Regarding Forward's ambition, Ed Belbruno, a mathematician at the University of Minnesota in the United States, said: "Even if an unmanned probe with a mass of 1 1,000 kg flies, it needs a sail with a diameter of 1 1,000 km and a huge lens, which is just whimsical."

Is particle beam effective for one-way flight?

Bob Bruno emphasized that the idea of using laser beams is difficult to solve, and he is more concerned with particle beams. Heavy particles, such as protons, have mass without the speed of light For propulsion, protons with mass are more effective than photons without mass.

Hope Saplin and Dana Andler put forward the idea of "particle beam". They say that it is more effective to use giant rings made of superconductors for the light sails of spacecraft. The superconducting ring can form a doughnut-shaped magnetic field, and the particle beam will generate propulsion when it hits the magnetic field. A nuclear fusion reactor installed on an asteroid can be used to inject ultra-high temperature heated plasma gas in a certain direction to obtain a particle beam.

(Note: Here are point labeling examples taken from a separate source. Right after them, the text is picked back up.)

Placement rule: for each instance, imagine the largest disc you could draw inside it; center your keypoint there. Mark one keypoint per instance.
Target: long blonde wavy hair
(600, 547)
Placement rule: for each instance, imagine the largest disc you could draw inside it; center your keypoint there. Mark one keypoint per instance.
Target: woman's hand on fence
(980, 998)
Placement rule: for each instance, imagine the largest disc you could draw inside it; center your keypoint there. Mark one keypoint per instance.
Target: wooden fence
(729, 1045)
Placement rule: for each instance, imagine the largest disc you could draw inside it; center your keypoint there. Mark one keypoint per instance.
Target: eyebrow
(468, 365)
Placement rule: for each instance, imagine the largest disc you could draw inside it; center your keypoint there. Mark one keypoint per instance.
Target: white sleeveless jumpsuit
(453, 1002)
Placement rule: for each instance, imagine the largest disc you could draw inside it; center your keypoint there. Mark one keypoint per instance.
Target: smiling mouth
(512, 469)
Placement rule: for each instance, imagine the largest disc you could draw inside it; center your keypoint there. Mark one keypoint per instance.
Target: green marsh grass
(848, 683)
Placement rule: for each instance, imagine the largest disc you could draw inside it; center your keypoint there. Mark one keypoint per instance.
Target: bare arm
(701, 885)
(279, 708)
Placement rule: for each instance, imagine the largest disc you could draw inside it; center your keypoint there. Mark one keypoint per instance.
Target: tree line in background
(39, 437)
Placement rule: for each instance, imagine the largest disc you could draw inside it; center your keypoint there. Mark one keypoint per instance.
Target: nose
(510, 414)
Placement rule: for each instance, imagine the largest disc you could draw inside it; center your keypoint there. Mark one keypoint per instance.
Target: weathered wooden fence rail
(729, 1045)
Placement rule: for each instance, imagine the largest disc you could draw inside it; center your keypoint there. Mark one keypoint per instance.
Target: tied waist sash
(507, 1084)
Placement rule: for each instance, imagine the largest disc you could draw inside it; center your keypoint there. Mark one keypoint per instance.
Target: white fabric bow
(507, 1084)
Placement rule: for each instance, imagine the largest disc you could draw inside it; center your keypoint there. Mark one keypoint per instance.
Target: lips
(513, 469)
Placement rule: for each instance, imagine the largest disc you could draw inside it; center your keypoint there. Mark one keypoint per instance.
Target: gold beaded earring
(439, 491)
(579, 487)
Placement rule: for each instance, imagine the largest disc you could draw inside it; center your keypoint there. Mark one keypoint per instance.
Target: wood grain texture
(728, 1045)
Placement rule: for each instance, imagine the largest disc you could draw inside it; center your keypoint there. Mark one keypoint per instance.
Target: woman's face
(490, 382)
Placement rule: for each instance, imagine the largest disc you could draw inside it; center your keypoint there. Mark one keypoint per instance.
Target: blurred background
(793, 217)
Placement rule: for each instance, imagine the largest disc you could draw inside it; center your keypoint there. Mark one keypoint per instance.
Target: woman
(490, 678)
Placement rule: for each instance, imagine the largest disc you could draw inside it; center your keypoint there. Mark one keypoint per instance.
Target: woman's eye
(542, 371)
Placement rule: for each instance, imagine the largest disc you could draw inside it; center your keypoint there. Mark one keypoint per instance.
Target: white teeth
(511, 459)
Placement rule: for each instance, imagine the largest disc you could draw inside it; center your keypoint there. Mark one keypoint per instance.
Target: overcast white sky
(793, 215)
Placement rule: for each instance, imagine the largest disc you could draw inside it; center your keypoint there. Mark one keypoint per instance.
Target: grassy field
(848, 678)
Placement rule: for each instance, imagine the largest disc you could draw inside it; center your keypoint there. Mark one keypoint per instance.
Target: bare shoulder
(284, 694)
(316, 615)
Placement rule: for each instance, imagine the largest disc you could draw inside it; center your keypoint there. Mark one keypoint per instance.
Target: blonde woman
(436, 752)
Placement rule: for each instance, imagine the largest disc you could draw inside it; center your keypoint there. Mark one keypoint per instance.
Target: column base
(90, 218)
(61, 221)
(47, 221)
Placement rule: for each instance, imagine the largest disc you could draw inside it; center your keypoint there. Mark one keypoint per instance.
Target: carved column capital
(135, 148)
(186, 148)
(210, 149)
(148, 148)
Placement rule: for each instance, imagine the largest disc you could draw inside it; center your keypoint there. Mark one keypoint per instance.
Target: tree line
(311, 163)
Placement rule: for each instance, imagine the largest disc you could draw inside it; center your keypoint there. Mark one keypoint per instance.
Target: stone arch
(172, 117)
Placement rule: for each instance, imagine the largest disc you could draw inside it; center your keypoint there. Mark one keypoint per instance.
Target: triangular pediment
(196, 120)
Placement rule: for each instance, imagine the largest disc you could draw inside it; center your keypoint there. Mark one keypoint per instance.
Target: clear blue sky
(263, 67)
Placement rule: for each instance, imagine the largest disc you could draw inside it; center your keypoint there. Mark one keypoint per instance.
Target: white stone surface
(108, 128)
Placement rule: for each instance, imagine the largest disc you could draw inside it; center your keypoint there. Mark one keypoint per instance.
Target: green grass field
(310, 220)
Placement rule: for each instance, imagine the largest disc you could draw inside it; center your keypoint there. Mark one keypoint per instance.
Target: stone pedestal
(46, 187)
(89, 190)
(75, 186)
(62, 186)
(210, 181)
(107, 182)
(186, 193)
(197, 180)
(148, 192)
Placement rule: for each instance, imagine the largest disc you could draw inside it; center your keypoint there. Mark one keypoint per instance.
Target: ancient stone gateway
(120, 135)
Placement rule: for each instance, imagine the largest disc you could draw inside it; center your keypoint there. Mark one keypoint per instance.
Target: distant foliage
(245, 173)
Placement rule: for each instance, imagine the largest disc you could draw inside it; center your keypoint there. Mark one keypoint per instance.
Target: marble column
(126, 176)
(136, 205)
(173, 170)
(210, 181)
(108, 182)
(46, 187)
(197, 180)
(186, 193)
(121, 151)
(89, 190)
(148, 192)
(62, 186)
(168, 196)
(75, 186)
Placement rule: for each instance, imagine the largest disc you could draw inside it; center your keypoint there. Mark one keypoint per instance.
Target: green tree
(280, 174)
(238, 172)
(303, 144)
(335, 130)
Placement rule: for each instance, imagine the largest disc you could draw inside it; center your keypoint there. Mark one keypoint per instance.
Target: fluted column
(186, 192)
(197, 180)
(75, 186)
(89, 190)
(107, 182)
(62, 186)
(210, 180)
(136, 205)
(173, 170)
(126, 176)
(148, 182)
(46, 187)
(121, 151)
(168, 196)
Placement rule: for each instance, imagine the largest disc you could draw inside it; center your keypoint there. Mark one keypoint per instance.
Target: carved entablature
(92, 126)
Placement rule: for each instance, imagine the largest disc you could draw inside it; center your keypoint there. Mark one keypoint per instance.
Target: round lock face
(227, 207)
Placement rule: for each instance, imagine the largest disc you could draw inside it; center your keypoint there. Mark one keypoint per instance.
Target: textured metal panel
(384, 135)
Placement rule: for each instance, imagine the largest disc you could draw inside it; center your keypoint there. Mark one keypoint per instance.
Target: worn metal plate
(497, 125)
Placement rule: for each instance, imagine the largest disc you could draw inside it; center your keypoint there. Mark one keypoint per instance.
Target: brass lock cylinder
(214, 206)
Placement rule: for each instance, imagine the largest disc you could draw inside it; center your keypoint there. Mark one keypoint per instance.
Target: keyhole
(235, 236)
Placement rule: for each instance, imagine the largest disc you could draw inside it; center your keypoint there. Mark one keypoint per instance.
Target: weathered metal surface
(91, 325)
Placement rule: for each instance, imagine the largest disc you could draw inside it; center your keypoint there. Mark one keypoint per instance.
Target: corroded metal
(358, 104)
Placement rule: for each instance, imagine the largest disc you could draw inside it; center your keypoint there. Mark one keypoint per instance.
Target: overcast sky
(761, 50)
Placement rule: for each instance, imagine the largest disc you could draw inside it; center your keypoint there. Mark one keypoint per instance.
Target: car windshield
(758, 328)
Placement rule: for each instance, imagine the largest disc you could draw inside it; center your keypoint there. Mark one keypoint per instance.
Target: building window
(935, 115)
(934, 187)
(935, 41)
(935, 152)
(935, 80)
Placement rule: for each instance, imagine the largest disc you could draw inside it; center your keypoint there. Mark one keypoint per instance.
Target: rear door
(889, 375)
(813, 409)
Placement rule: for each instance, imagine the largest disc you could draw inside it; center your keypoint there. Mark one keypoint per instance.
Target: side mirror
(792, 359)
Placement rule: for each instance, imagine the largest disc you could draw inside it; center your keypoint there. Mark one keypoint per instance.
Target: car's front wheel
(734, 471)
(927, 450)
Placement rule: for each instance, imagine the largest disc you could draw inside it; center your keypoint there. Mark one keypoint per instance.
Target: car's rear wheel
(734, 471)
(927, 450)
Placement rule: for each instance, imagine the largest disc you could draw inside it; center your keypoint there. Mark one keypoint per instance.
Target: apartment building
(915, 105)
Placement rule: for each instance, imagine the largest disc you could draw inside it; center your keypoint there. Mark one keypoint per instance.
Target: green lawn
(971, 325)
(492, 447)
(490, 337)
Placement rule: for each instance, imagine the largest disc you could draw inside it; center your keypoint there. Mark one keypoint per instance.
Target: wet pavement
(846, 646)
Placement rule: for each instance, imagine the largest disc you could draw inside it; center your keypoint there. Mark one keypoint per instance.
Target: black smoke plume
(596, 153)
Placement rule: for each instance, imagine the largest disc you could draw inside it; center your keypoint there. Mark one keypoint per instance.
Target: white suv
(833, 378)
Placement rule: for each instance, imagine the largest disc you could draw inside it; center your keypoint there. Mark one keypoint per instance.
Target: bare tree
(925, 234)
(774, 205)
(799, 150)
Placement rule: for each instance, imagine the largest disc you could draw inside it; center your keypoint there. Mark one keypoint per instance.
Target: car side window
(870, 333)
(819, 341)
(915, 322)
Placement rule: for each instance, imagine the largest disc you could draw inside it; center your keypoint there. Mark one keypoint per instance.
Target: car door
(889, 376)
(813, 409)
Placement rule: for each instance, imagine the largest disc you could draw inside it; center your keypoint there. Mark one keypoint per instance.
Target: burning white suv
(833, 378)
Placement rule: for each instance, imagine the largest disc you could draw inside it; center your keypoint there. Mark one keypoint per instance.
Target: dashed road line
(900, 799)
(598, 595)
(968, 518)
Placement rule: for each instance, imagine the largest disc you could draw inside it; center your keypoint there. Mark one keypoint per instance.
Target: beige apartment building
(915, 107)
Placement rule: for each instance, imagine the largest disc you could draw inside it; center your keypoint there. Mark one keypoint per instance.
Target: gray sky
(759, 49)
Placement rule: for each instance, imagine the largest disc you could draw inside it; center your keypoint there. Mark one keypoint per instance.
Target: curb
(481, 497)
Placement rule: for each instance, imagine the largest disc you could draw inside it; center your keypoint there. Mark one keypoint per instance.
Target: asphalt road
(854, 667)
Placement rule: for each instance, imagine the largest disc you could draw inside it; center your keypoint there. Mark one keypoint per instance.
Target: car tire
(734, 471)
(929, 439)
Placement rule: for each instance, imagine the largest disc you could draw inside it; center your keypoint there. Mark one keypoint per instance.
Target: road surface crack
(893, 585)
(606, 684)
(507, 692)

The disadvantage of particle beam is that it is easy to spread-because particles collide with each other to spread particle beam, the efficiency will decrease with the increase of distance, but it is still more propelling than laser beam. According to Andrew's calculation, his "particle beam idea" can accelerate manned spacecraft to one-third of the speed of light with only one-sixth of the energy required by Forward's idea. However, he also encountered a problem-the crew of the spacecraft must bear an acceleration as high as1000 g g.

There is still a major deficiency in the "particle beam thought". It is impossible to transfer energy to such a distant place as a star, that is, there is no return. Andrew said confidently that although it was a "suicide", it is estimated that there will still be volunteers. After all, there is a new discovery and it can be named after him. However, Andrew is suspected of having a tendency of "closed phobia", so I'm afraid he won't volunteer.

The remaining questions and ideas.

Berbruno insists that it is possible to send unmanned detectors with particle beams at present. Bell Bruno is conceiving a probe the size of a needle tip. If the detector only has a mass of 1 g and flies at sub-light speed, the increase in mass is not a big deal. But what if something as small as a needle tip is lost? Can I carry communication equipment or something on it? There are many problems.

In addition, it has been proposed to use the "wormhole" connecting black holes and white holes, and use anti-gravity to bend time and move at high speed. Recently, various schemes have emerged one after another. As far as the current level of human science and technology is concerned, interstellar space flight is essentially impossible, which also shows that we have not mastered the specific knowledge and technology to realize this dream, and human beings have to explore for a long time as before.